Ese era su encanto

Tras una tentativa fallida en tierras leonesas, mi tierra nativa, dimos, al fin, hace ya treinta y cinco años, con una casa en la que se convertiría nuestra tierra de adopción, Extremadura. La casa de la vida. La buscábamos en un pueblo y pequeña, pero resultó grande, vieja y en mitad del campo. En realidad era una ruina, más que grande era destartalada y, sí, era solitaria. Pero no tanto como para no tener a menos de un kilómetro a un vecino que vivía en otra no menos vieja, grande y solitaria, celada por olivos y seculares alcornoques, como también la nuestra. Aquel vecindaje fue providencial y una de las mejores cosas que nos hayan sucedido.

Hombre estricto para consigo mismo, su inclinación era la de comprender a todos

Muy desde el principio comprendimos que aquel hombre era una persona especial. Cautivaba, en primer lugar, su idioma. Claro que la sintaxis sólo tiene valor, al menos para mí, si se sustenta en sólidos y nobles principios humanos, como los de Sancho y don Quijote. Nuestro vecino se parecía también a ellos dos en su amor a las historias y al coloquio. El que hemos mantenido con él durante estos años, un precioso regalo del azar, ha llegado a su fin. Cuando en una ocasión le confesé que anotaba en una libreta muchas de las palabras que decía, sus giros y refranes, le chocó sobremanera: “Para los dicharachos que digo...”. Le extrañaba que alguien como yo se interesara por alguien que, como él, apenas había pasado por la escuela: “Cuando me puse con mi padre con la yunta tenía once o doce años, y no era quién a poner el cabezal a las bestias”. El último verdadero hombre de campo que hayamos conocido, Manuel Gómez Bonilla, acaba de morir y podrían decirse de él todas y cada una de las virtudes que Jorge Manrique enumeró en sus célebres Coplas con ocasión de la muerte de su padre.

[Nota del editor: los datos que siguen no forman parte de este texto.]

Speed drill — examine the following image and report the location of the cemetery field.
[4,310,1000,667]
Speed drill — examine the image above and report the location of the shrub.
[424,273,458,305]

Siendo un hombre estricto para consigo mismo, su inclinación era la de comprender a todos. De su propio padre decía “que tenía el vicio de fumar, ese era su encanto” (lo que le ­encantaba). Hojeo ahora esa libreta, y me digo: su idioma ­vivísimo y actual, tan expresivo y primitivo, nos salvará. “La vida es un engaño manifiesto”, solía repetir también ante las ­grandes desgracias, pero lo cierto es que su encanto fue la vida, el ser cabal como el descabalado don Quijote y el ser dicharachero como Sancho, y así lo prueba el amor que les tuvo a las palabras.